Which of these hypothesis is true will probably depend on what the network is learning and there are probably many more possible reasons for why dropout works.

Moving on, how do you actually implement dropout? What we'll do is we create a vector mask of ones and zeros, with half the numbers being ones chosen uniformly randomly, and then multiply it by the vector of layer activations we want to apply dropout to. The resulting vector is what will be used as input to the next layer. The problem is that we want to use all the neurons at test time (when we finish training). If we do this then what happens is that the neurons of the next layer will receive inputs that are twice as large since the weights of the layer adapted to only half the neurons being there. This means that we need to reduce the activations by half during test time. This is not a very neat solution as we'd like to get rid of any extra processing at test time. Instead, we use "inverted dropout" where we double the activations of the neurons that are not dropped at training time. This will make the weights adapt to having inputs that are twice as large which will work fine with twice the number of neurons at normal activation amount. You can find this explanation in these lecture notes on page 44.

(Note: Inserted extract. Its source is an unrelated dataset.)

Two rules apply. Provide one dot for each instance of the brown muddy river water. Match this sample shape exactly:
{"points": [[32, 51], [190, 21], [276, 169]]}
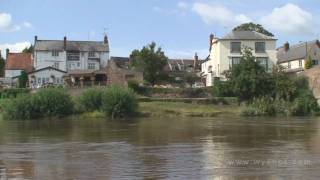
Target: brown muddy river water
{"points": [[167, 148]]}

Here is some Python code using numpy:
def apply_dropout(layer, dropout_prob=0.5):
    mask = np.random.binomial(n=1, p=1-dropout_prob, size=layer.shape)
    dropped_layer = layer * mask
    rescaled_dropped_layer = dropped_layer/(1-dropout_prob)
    return rescaled_dropped_layer

Just use the output of this function as input to the next layer. At test time you can either avoid using it altogether or use a dropout_prob of 0.0 which will have no effect. For implementing in Theano, you can see how it is applied in the function _dropout_from_layer in this source code.

As an extra piece of information, when using recurrent neural networks you'll also want to use dropout; however be careful as the paper titled Recurrent Neural Network Regularization explains that you shouldn't apply dropout on the recurrent layers but only on the feedforward layers (that is, before or after the RNN).